1. The Concept of Degrees of Freedom

  • The shape of the Chi-Square distribution depends entirely on the degrees of freedom ($df$), denoted by $k$.
  • As $df$ increases, the distribution becomes more symmetrical and eventually approaches a normal distribution.

2. Properties of the Distribution

  • The curve is always skewed to the right (positively skewed).
  • The total area under the curve is equal to 1, as it is a probability distribution.
  • Values of the Chi-Square statistic are always $\ge 0$.

3. Visualizing the Shape

  • The distribution changes its peak and tail length based on the degrees of freedom.
Density
  ^
  |      / \ (df=2)
  |     /   \
  |    /     \      (df=5)
  |   /       \____
  |  /             \____
  |_______________________> Chi-Square Value

Working / Process

1. Formulate Hypotheses

  • State the Null Hypothesis ($H_0$), which assumes no significant difference between observed and expected frequencies.
  • State the Alternative Hypothesis ($H_1$), which suggests a significant difference exists.

2. Calculate the Chi-Square Statistic

  • Use the formula: $\chi^2 = \sum \frac{(O_i - E_i)^2}{E_i}$
  • $O_i$ represents the observed frequency, and $E_i$ represents the expected frequency.

3. Determine Significance and Conclusion

  • Compare the calculated $\chi^2$ value with the critical value from the Chi-Square distribution table based on $df$ and the chosen significance level (e.g., $\alpha = 0.05$).
  • If Calculated $\chi^2 >$ Table Value, reject the null hypothesis. Otherwise, fail to reject it.

Advantages / Applications

  • Goodness of Fit Test: Used to determine if sample data matches a population distribution.
  • Test of Independence: Used to verify if there is a significant relationship between two categorical variables (e.g., gender and preference for a brand).
  • Homogeneity Test: Used to determine if different populations have the same distribution of a specific variable.

Summary

The Chi-Square distribution is a statistical tool used to analyze categorical data by comparing observed frequencies to expected frequencies. It relies on the degrees of freedom to determine its shape and is critical for hypothesis testing regarding relationships between variables.

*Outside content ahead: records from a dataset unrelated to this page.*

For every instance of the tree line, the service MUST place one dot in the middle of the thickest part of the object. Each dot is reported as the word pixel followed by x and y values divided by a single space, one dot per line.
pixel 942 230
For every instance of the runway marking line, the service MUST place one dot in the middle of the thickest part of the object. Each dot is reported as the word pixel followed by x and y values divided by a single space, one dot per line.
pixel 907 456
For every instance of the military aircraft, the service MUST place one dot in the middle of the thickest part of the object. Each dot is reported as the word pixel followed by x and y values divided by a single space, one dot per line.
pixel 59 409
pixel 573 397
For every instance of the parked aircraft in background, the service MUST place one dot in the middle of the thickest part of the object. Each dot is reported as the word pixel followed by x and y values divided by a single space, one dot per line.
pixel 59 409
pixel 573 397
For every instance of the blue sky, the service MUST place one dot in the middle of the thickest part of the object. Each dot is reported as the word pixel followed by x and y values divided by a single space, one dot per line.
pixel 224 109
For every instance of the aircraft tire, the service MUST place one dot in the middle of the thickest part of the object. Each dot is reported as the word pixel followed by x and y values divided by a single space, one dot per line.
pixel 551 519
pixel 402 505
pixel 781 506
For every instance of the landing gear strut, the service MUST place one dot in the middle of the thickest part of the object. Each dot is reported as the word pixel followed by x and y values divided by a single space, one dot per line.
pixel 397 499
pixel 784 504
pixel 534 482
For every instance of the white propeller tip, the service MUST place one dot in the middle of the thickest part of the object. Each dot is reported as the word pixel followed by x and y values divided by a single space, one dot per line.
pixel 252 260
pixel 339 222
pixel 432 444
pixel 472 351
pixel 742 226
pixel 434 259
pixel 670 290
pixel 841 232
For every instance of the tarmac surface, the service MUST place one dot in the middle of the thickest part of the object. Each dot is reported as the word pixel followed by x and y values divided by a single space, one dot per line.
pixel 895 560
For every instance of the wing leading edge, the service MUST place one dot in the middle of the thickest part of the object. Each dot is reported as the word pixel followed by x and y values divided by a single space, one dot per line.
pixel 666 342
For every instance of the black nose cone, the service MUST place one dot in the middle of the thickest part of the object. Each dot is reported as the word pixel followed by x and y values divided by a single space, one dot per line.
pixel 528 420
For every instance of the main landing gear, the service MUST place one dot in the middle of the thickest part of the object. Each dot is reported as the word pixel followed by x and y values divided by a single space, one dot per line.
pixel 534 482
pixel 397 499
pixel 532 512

  • Key Point 1: It is non-negative and right-skewed.
  • Key Point 2: Its shape changes based on the degrees of freedom.
  • Key Point 3: It is widely used in tests of independence and goodness of fit.
  • Important terms to remember: Degrees of Freedom ($df$), Observed Frequency ($O$), Expected Frequency ($E$), Null Hypothesis ($H_0$), and Critical Value.